More Soup {Green Chili Lime Chicken Soup}

green chili chicken soup 2

I can’t take credit for this yummy soup.  I cooked it up with a girl friend this week in Amarillo using her aunt’s recipe.  Global warming has officially hit Texas when it is 81 degrees in December in the Panhandle.  It gets cold at night, and we ate this soup outside under the heater.  I somehow managed to survive the cold long enough to beat everyone at Rummy.  Well technically I tied with Marie, but the boys lost so we were still high-fiving!

{Green Chili Lime Chicken Soup}

–    1 Tbsp. olive oil

–    1 onion, chopped

–    4 cloves fresh or roasted garlic, minced

–    10 cups chicken stock ( 2.5 of the 32 oz. cartons)

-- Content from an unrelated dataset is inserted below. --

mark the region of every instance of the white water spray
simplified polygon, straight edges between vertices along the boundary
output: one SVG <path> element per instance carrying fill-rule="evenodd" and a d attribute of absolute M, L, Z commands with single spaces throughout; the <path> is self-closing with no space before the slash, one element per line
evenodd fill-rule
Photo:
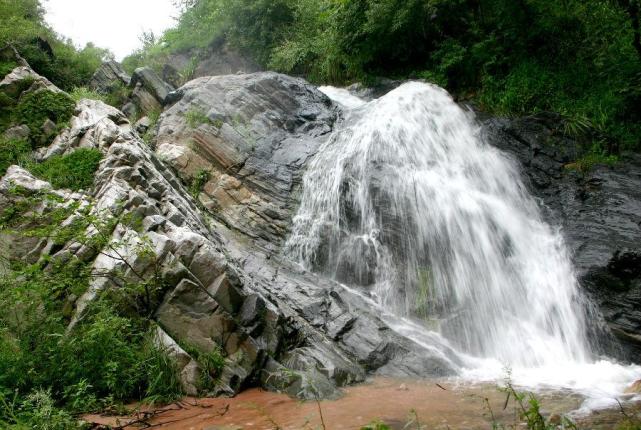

–    1 can diced tomatoes and green chilies

–    1  can diced green chilies

–    4 chicken breasts, grilled, and chopped/shredded shredded

–    juice of two limes

–    1 1/2 tsp ground cumin

–    1 t chili powder

–    sea salt and freshly ground pepper

–   1/2 bunch cilantro

–    shredded cheese, avocado, corn chips – optional


Place oil into a large dutch oven or pot over medium heat. Saute onion for 5 minutes then add in garlic; cook for 1 minute. Stir in chicken broth, tomatoes, green chilies, chicken breast, lime juice and seasonings. Cook for 5 minutes; taste and season according to your liking. Right before serving add chopped cilantro.

Serve soup with fresh diced avocado, shredded cheese, and crushed chips if desired.